愛憎渦巻く世界にて
ヒュン!
ウィリアムが素早く放った矢は、次の矢をセットしていた山賊の額を直撃した。その山賊は、額から血を噴き出させながら、仰向けに倒れた。
残る2人の山賊は、一瞬少しひるんだが、すぐに突進を再開する。
バァァァン!!!
耳をつんざくような音がした。メアリーはいつの間にか、武器を装備していた。彼女の武器は、ホイールロック式の短筒だった……。着火のための縄紐の先が燃えている。
弾丸を喰らった山賊の1人が、胸を押さえながらうつ伏せで倒れ、すぐに微動だにしなくなった……。心臓を撃ち抜かれたようだ。
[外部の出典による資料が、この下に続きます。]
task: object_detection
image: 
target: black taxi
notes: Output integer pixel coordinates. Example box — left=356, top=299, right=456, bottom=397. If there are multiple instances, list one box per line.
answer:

シャルルとマリアンヌは、初めて聞く銃声に驚いていた。シャルルは、覆い被さるようにマリアンヌを守っていた。
「降参だ!!!」
最後の1人となった山賊は、間抜けな声を上げながら、必死に逃げ出した。それを難なく、ウィリアムが次の矢で射殺した……。
その場は静かになり、血と火薬の匂いがする……。
「姫、大丈夫ですか?」
シャルルが、起き上がらせながら言った。
「ええ、大丈夫です」
マリアンヌは服についた土を払いのけながら言う。
「メアリー、馬車を運転してくれ」
ウィリアムが、馬面の死体をどけて、馬車の中に座る。
「はい」
メアリーはそう言うと、短筒を服の中にしまった。服の中には、短筒用のホルスターが吊り下げられている。彼女は馬車の運転席に座ると、立ち話しているシャルルとマリアンヌを脇目に、馬車を発車させた……。
「おい!!!」
シャルルはすぐ馬車に飛び乗り、マリアンヌに手を伸ばす。彼女は彼の手を急いでつかみ、馬車に引っ張り上げてもらう。
馬車は、目的地であるチェンバレンへ向かう。夜闇は、東から昇ろうとしている太陽の光により、だんだん弱くなっていく。
今まで地下で幽閉されていたマリアンヌは、久々に夜明けを眺めることができて、感慨深げだった……。